Imunidade eleitoral entra em vigor e limita prisão de candidatos a partir deste sábado

Garantia prevista no Código Eleitoral busca proteger a disputa de interferências políticas; regra para eleitores começa a valer a partir de 29 de setembro

Por Redação Publicado em 19/09/2026 às 13:31
Imunidade eleitoral entra em vigor e limita prisão de candidatos a partir deste sábado Imagem ilustrativa gerada por inteligência artificial

Com a aproximação da reta final da campanha, entra em vigor neste sábado (19) a proteção legal que restringe a prisão e a detenção de candidatos às Eleições 2026. Prevista no artigo 236 do Código Eleitoral, a regra passa a valer exatamente 15 dias antes do primeiro turno e vigora até 48 horas após o encerramento da votação, marcada para 4 de outubro. Durante este intervalo, os concorrentes só poderão ser detidos se forem pegos em flagrante delito.

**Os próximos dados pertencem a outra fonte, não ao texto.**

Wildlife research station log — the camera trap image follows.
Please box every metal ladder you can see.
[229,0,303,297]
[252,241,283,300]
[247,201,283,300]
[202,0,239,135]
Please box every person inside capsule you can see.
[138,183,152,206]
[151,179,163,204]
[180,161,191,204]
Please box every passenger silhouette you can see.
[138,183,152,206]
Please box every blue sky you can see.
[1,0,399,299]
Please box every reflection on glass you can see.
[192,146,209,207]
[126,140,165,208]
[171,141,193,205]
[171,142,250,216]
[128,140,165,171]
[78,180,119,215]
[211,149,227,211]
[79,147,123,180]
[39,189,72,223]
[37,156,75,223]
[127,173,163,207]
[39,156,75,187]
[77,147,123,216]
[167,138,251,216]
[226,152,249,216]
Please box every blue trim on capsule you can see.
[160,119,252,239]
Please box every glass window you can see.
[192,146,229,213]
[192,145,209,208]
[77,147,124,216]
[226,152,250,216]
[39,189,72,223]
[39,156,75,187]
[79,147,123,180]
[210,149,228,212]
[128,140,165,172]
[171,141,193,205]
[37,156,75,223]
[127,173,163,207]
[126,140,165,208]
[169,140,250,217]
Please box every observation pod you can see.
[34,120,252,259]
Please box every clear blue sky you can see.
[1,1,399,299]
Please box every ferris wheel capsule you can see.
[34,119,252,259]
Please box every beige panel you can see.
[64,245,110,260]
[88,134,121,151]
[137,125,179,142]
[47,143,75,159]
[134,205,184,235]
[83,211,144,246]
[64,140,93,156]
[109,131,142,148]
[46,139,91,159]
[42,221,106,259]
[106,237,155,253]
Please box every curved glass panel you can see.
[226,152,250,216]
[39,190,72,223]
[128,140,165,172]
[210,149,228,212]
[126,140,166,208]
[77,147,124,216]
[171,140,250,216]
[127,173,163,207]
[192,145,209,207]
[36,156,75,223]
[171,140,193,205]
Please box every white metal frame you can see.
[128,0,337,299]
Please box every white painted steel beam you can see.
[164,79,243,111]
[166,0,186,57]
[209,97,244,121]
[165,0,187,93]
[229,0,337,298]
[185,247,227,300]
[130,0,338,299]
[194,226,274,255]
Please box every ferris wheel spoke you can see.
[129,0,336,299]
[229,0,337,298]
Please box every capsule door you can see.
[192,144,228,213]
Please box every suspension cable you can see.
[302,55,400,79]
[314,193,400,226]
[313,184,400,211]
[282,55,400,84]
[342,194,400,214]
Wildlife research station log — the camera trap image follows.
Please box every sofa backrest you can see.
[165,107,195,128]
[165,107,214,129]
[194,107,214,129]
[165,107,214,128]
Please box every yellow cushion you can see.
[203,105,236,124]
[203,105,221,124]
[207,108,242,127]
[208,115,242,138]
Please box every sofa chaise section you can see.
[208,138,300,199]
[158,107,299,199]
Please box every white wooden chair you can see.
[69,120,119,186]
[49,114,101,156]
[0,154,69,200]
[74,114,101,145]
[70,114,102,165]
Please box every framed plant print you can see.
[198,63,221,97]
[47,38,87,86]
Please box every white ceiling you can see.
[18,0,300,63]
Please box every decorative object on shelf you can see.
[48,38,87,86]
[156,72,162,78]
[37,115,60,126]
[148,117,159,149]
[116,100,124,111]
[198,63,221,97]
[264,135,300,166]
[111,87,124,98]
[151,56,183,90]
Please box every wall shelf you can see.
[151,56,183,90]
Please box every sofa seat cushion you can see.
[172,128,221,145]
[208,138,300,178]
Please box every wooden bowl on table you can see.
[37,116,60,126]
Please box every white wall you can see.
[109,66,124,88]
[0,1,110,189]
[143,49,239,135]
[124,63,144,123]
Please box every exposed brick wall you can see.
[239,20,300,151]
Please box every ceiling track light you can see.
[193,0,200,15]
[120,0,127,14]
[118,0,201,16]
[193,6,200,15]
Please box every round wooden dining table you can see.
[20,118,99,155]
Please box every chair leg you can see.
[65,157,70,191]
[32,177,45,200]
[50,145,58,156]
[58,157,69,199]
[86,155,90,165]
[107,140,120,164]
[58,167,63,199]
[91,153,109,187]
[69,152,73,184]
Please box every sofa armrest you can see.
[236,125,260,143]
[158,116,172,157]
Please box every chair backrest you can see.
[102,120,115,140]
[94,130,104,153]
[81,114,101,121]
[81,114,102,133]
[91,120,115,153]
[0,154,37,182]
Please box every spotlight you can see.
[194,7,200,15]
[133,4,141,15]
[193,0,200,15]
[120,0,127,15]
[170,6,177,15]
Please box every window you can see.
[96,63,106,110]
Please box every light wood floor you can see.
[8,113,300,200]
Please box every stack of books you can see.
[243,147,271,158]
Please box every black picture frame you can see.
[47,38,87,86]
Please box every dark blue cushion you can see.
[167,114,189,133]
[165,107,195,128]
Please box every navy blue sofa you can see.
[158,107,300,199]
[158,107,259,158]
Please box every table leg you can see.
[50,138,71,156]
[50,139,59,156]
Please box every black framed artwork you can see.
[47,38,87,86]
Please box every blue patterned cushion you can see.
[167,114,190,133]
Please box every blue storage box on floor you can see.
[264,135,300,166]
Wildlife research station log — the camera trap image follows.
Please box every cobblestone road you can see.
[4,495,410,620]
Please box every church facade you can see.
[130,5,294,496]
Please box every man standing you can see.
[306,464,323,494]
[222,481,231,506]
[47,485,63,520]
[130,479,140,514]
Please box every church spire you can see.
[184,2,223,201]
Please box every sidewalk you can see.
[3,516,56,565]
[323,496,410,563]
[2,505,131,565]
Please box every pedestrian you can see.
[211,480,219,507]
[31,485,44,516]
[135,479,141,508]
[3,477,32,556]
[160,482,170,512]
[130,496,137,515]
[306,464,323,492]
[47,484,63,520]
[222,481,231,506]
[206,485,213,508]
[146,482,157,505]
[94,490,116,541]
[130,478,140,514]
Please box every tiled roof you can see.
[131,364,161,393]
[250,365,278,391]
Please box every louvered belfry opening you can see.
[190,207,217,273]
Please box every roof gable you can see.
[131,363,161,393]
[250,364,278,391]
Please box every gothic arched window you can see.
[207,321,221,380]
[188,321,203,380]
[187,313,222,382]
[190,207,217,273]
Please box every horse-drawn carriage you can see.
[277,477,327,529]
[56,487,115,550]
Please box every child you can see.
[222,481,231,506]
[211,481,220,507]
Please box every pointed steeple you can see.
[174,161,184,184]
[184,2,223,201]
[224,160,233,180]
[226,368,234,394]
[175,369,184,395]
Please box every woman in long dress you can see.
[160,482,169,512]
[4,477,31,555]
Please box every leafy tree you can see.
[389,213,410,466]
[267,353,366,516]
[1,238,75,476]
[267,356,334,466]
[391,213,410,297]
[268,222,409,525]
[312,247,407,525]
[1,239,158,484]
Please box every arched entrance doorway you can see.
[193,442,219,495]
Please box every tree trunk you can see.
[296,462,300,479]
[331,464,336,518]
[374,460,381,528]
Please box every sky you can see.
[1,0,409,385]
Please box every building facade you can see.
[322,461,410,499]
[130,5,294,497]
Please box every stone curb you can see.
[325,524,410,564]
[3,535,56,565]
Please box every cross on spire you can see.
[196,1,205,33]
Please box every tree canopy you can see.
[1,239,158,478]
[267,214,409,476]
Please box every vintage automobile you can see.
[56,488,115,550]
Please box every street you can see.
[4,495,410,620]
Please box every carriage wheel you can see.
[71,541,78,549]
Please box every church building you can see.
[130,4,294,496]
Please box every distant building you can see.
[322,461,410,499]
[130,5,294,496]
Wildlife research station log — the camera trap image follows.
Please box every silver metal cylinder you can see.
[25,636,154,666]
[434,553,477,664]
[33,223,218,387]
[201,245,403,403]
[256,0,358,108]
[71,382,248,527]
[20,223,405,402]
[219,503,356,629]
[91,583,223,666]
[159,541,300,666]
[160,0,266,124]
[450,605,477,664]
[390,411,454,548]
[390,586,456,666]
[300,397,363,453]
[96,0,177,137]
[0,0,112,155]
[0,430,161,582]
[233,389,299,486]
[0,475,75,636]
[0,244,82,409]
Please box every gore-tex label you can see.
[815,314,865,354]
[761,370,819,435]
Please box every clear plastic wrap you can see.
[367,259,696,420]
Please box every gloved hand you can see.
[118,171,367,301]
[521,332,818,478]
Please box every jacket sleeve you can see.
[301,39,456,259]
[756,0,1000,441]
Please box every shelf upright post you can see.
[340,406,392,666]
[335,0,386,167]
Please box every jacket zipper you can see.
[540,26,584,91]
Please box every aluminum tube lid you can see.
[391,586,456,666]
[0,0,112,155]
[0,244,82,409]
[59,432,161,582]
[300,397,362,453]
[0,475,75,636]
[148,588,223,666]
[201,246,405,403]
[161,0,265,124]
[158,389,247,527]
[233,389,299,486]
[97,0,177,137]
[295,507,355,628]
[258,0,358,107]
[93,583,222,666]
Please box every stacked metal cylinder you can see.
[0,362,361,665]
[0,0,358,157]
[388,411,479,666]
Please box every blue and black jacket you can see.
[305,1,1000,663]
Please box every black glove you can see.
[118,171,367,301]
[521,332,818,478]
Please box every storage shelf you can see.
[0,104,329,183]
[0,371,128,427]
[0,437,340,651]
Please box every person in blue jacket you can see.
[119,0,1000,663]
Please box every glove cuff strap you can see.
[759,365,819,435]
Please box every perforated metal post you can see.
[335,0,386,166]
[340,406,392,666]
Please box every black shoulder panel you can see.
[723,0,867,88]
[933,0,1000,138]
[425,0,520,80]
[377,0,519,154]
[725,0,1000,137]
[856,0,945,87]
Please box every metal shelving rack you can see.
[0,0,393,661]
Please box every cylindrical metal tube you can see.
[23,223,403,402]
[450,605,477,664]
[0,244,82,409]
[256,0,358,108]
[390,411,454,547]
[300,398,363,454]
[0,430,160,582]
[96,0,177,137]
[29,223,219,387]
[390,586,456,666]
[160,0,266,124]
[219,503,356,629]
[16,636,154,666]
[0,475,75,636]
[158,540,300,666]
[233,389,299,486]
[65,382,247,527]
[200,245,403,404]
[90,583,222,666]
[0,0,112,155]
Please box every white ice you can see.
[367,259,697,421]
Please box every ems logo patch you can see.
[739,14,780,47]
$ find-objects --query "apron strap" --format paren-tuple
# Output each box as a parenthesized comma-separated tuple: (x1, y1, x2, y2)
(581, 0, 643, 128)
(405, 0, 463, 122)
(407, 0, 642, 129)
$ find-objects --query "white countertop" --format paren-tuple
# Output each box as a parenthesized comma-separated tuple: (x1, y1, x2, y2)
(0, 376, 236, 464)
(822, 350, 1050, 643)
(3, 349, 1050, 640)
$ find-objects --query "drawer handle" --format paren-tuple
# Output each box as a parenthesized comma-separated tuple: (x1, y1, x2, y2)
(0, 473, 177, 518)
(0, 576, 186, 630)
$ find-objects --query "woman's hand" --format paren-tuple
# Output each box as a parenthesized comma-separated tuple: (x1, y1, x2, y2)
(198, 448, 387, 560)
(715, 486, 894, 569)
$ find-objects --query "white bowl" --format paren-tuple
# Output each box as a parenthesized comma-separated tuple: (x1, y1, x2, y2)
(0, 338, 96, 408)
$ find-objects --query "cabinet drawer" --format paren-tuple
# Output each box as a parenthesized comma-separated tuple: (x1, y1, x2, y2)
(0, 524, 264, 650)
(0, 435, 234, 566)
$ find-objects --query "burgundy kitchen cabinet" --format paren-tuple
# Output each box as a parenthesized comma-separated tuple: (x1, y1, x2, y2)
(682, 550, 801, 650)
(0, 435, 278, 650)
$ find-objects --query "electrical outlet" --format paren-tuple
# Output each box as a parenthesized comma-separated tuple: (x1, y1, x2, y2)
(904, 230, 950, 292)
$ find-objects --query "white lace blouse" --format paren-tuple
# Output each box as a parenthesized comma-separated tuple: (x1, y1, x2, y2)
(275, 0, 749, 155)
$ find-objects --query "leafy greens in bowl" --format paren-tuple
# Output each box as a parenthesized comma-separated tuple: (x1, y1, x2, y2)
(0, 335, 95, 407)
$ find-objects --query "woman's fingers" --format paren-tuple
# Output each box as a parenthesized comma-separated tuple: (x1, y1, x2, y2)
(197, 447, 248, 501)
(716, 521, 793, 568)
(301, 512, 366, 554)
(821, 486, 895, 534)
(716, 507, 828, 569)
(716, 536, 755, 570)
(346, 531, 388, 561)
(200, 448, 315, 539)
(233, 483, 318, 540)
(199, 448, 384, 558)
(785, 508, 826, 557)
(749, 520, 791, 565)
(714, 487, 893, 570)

A medida visa assegurar a estabilidade do pleito, impedindo que eventuais prisões sejam utilizadas de forma arbitrária ou com motivação política para afetar o andamento da disputa. Na prática, a restrição para o primeiro turno segue até terça-feira, 6 de outubro. A mesma prerrogativa será aplicada no segundo turno, agendado para 25 de outubro: os candidatos remanescentes ficarão protegidos entre os dias 10 e 27 de outubro.

A imunidade, no entanto, não significa impunidade. As forças de segurança continuam autorizadas a atuar caso o concorrente seja flagrado cometendo um crime ou logo após a sua prática. No contexto eleitoral, atitudes como compra de votos e realização de boca de urna são exemplos diretos de condutas que podem resultar em prisão imediata.

Caso ocorra uma autuação em flagrante, o candidato deve ser levado perante a Justiça para que a legalidade da medida seja apreciada. Vale ressaltar que a detenção em si não invalida automaticamente a candidatura, já que os critérios de inelegibilidade dependem de regras específicas, como condenações proferidas por órgãos colegiados ou transitadas em julgado.

Garantias estendidas a eleitores e mesários

Os eleitores também contam com uma blindagem similar, embora por um período mais curto. Para quem vai às urnas, a proibição de prisão começa a valer cinco dias antes da votação e se estende até dois dias após o pleito. No primeiro turno, o prazo compreende o período entre 29 de setembro e 6 de outubro; no segundo turno, vai de 20 a 27 de outubro.

No caso do eleitorado, a legislação estabelece três exceções claras à regra:

Prisão em flagrante delito;

Cumprimento de sentença criminal condenatória definitiva por crime inafiançável;

Desrespeito a salvo-conduto emitido pela Justiça Eleitoral para assegurar o direito ao voto.

Por fim, mesários e fiscais de partidos políticos também têm proteção contra prisões durante o período em que estiverem no exercício de suas funções nas seções eleitorais, mantida a exceção para casos de flagrante delito.